91影视

Diastolic blood pressure measures for women are normally distributed with a mean of 70.2 mm Hg and a standard deviation of 11.2 mm Hg.

Let X be the random variable for the blood pressure of women.

Then,

\(\begin{array}{c}X \sim N\left( {\mu ,{\sigma ^2}} \right)\\ \sim N\left( {70.2,{{11.2}^2}} \right)\end{array}\)

The standardized score is the value \(x\) decreased by the mean and then divided by the standard deviation.

\(\begin{array}{c}{z_1} = \frac{{{x_1} - \mu }}{\sigma }\\ = \frac{{60 - 70.2}}{{11.2}}\\ \approx - 0.91\end{array}\)

\(\begin{array}{c}{z_2} = \frac{{{x_2} - \mu }}{\sigma }\\ = \frac{{80 - 70.2}}{{11.2}}\\ \approx 0.88\end{array}\)

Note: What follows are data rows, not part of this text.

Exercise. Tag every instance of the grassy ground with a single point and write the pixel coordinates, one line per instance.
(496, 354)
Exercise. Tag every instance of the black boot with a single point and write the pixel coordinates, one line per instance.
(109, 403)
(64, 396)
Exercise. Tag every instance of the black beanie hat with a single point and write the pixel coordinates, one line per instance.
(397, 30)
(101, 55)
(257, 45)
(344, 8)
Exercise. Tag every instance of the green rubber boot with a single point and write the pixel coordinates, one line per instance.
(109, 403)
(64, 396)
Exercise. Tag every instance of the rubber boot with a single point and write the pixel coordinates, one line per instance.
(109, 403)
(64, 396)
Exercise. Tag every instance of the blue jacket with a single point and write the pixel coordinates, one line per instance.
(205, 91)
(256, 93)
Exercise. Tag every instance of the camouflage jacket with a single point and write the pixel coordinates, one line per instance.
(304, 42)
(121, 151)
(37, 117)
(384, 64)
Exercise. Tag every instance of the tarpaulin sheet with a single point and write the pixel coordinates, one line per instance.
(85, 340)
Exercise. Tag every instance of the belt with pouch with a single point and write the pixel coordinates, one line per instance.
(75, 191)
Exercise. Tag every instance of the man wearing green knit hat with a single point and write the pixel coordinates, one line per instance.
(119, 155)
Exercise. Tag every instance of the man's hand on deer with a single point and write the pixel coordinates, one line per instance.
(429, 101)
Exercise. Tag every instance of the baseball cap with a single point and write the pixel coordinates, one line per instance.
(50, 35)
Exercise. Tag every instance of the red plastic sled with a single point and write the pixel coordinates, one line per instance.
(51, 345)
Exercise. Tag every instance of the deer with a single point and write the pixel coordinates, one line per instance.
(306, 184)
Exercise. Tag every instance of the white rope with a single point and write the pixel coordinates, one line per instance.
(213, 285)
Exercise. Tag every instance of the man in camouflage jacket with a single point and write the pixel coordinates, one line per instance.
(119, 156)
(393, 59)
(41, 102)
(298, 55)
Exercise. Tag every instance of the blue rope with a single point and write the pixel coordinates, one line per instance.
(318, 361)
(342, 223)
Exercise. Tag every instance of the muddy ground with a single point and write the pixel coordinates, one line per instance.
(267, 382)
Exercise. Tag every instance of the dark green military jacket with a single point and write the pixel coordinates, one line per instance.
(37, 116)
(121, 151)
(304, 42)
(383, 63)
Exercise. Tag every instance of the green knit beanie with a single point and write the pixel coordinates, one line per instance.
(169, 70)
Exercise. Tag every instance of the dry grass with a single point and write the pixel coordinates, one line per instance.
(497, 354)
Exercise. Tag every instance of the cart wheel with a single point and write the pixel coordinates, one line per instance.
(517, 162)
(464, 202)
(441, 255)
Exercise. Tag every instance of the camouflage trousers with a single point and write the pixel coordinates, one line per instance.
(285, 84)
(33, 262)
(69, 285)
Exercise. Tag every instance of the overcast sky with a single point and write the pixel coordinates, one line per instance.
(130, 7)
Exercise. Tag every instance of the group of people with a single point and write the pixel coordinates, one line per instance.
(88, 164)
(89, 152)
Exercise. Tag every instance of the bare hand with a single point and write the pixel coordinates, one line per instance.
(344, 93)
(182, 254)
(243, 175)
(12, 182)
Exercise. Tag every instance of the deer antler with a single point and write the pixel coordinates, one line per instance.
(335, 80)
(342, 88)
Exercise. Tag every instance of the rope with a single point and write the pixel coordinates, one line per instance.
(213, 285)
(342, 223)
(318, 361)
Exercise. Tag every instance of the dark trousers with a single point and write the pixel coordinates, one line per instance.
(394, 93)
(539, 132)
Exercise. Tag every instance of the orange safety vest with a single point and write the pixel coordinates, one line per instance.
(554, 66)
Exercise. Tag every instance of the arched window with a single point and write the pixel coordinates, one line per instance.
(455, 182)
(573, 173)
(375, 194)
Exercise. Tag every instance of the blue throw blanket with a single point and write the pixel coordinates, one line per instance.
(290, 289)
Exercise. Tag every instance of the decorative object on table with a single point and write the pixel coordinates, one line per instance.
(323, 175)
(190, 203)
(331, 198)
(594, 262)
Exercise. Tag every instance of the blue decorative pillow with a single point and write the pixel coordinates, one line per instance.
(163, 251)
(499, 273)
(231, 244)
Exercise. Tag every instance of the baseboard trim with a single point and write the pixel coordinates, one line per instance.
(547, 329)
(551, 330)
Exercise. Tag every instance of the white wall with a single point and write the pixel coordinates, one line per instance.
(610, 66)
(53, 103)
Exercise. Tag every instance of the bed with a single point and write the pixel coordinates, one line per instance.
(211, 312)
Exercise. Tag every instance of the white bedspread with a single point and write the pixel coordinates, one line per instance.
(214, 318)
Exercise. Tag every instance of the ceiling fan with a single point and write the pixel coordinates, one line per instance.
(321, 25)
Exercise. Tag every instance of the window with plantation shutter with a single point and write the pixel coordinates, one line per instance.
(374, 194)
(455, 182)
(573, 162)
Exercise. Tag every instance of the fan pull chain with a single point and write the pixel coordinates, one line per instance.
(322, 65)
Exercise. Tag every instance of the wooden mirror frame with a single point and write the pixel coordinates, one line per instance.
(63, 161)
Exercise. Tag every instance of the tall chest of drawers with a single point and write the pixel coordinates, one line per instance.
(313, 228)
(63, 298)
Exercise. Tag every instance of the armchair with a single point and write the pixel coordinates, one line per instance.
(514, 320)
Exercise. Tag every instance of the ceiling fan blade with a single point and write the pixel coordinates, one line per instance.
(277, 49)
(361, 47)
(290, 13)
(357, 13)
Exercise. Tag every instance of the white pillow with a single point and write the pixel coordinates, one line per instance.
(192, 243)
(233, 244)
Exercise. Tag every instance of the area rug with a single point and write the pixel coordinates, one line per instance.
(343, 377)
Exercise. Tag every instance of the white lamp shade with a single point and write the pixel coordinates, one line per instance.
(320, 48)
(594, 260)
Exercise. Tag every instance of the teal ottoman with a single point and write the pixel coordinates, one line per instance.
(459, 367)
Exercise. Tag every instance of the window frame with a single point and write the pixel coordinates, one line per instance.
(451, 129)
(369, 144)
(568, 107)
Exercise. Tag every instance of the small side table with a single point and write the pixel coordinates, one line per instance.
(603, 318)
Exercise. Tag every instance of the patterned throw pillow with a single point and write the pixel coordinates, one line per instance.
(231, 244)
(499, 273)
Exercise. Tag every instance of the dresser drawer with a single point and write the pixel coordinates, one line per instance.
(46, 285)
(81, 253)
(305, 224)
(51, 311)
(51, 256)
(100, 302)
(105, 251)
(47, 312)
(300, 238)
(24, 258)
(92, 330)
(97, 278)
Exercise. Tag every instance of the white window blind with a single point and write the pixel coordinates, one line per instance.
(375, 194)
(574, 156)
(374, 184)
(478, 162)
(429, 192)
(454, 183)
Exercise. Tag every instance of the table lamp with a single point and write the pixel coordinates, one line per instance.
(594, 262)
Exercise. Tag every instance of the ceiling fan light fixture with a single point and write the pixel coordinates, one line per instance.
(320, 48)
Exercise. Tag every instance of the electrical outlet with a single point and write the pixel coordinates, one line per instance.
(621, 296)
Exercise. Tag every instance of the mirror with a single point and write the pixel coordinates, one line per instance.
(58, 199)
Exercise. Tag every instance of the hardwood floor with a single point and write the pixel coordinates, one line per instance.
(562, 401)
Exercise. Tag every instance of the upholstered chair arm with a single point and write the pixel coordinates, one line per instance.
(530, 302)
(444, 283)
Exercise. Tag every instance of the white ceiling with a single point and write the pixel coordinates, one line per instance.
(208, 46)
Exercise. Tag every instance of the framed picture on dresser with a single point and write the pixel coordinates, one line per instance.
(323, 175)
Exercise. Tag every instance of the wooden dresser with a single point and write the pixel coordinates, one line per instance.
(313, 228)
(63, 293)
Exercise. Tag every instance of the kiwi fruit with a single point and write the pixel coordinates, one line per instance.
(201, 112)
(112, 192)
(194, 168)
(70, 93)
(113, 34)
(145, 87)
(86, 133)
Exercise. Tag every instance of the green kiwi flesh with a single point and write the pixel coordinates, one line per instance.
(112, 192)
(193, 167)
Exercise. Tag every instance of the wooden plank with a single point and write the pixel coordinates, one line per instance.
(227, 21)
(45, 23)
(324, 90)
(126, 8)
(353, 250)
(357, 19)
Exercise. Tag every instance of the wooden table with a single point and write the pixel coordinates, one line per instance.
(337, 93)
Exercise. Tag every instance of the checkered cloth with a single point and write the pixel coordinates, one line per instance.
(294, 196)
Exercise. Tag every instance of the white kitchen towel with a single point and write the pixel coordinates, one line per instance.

The probability to the left of 0.88 is the value in the cell interaction for the row with 0.8 and the column with 0.8 in the standard normal probability table,which is 0.8106.

The probability to the left of -0.91 is the value in the cell interaction for the row with -0.9 and the column with 0.01 in the standard normal probability table, which is 0.1814.

Thus, the probability that women will have blood pressure between 60 mm Hg and 80 mm Hg is

\(\begin{array}{l}P(60 < X < 80) = P( - 0.91 < Z < 0.88)\\\;\;\;\;\;\;\;\;\;\;\;\;\;\;\;\;\;\;\;\;\; = {\rm{Area}}\;{\rm{left}}\;{\rm{of}}\;0.88 - {\rm{Area}}\;{\rm{left}}\;{\rm{of}} - 0.91\\\;\;\;\;\;\;\;\;\;\;\;\;\;\;\;\;\;\;\;\;\; = P\left( {Z < 0.88} \right) - P\left( {Z < - 0.91} \right)\\\;\;\;\;\;\;\;\;\;\;\;\;\;\;\;\;\;\;\;\;\; = 0.8106 - 0.1814\\\;\;\;\;\;\;\;\;\;\;\;\;\;\;\;\;\;\;\;\;\; = 0.6292\end{array}\).

Thus, the probability that women have blood pressure between 60 mm Hg and 80 mm Hg is 0.6292.